The Perks of Procrastinating

I am constantly telling my students not to procrastinate. Plan ahead, I tell them. Do your work early, I preach.

But truth is, when I procrastinate, I tend to do my best work.  Anyone else?

For example, I tried to plan for the last eight weeks of school before Spring Break, but I just couldn’t decide what I wanted to do. I had a lot of “big ideas”, but I couldn’t narrow them down to specific tasks, activities, assessments, etc. On and on this went, until Monday.  I don’t have English until 6th period, so I had all day to get my plans together.

procrastination

Recent Procrastination Win: Connotation Activities

I wanted to start our poetry study with some connotation activities because my kids needed the review AND connotation can be fun. I started by asking them if they’d rather be called “youthful” or “childish”. We had a great time discussing which one and why. Then I had them write the word “Hollywood” in their notebook and write anything and everything they associated with the word and discuss with their tablemates.  We then added their notes to the whiteboard (There were some doozies!). Next, I had them fill in the sentence “The ____ of her perfume lingered long after she left the room”, then they had to choose a positive, neutral, and negative word to replace the blank. I loved walking around and listening to the conversations they had about all of these activities.

As we discussed the sentence and talked about which words work and which words don’t, one student exclaimed: “that’s cool!” I about fell out laughing. I threw a fist into the air and said “YESSSS”!

Finally, I gave my kids lists of six words on colored paper. They had to rank the work from most to least positive on their own, then get with other students who had the same list and come to a consensus. These discussions were really interesting! After looking up the dictionary definitions, they had more great conversation about how that changed their ideas about some of their choices.

These activities were all curated from a little search of the internet, and it went SO well! AND it sparked some ideas for poetry study for the rest of the semester.

Yay for Procrastination!

My point is, sometimes procrastination works.  Of course, I’m a big planner so I never completely leave things to the last minute, but the details are definitely better left to the last minute for me.
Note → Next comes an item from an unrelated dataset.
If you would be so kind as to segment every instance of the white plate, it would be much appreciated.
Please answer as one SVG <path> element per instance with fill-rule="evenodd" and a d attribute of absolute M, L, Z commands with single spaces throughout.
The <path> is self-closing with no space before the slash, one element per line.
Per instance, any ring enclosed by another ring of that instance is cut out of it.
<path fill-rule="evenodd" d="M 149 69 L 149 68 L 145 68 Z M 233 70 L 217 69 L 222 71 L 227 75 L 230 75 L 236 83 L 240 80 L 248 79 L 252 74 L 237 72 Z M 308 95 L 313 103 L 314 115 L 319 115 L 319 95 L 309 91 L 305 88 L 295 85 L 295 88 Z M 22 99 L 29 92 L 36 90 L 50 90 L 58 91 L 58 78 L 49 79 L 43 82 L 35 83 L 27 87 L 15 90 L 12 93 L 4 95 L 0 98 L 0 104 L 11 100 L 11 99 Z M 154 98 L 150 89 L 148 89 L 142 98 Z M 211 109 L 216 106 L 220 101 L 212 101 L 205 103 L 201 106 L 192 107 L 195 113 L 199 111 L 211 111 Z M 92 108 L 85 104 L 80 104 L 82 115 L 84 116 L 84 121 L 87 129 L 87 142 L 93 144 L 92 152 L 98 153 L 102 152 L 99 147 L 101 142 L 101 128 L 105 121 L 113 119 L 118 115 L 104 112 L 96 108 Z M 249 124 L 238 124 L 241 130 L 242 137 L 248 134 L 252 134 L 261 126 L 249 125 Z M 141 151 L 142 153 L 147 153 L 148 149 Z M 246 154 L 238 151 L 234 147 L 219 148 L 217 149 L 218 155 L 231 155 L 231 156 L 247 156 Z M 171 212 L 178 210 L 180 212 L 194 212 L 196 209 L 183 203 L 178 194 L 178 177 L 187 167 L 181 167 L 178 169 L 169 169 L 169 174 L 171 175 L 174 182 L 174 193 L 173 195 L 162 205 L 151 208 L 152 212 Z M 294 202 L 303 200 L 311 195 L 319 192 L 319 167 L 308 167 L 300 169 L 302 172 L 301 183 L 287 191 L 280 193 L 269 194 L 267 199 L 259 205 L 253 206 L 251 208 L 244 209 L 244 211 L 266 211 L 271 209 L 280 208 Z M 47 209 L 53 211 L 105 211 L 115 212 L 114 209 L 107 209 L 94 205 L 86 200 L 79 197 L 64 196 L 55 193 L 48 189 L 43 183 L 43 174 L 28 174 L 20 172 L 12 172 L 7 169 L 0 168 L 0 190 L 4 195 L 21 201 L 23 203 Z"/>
How about you? Are you a procrastinator too?

_____

Day 3 of 7 days of blogging in the books!  Thanks to an email from Gerard Dawson (who was inspired by Seth Godin), I was inspired to post every day for a week. Hopefully, this will get me out of my slump and maybe, just maybe, I’ll have a golden nugget of wisdom to share this week.

One thought on “The Perks of Procrastinating

  1. My best work is always after procrastination. Lessons, even papers for grad school classes are infinitely better when done at the last minute. I think It’s about giving the brain time to processes before doing it.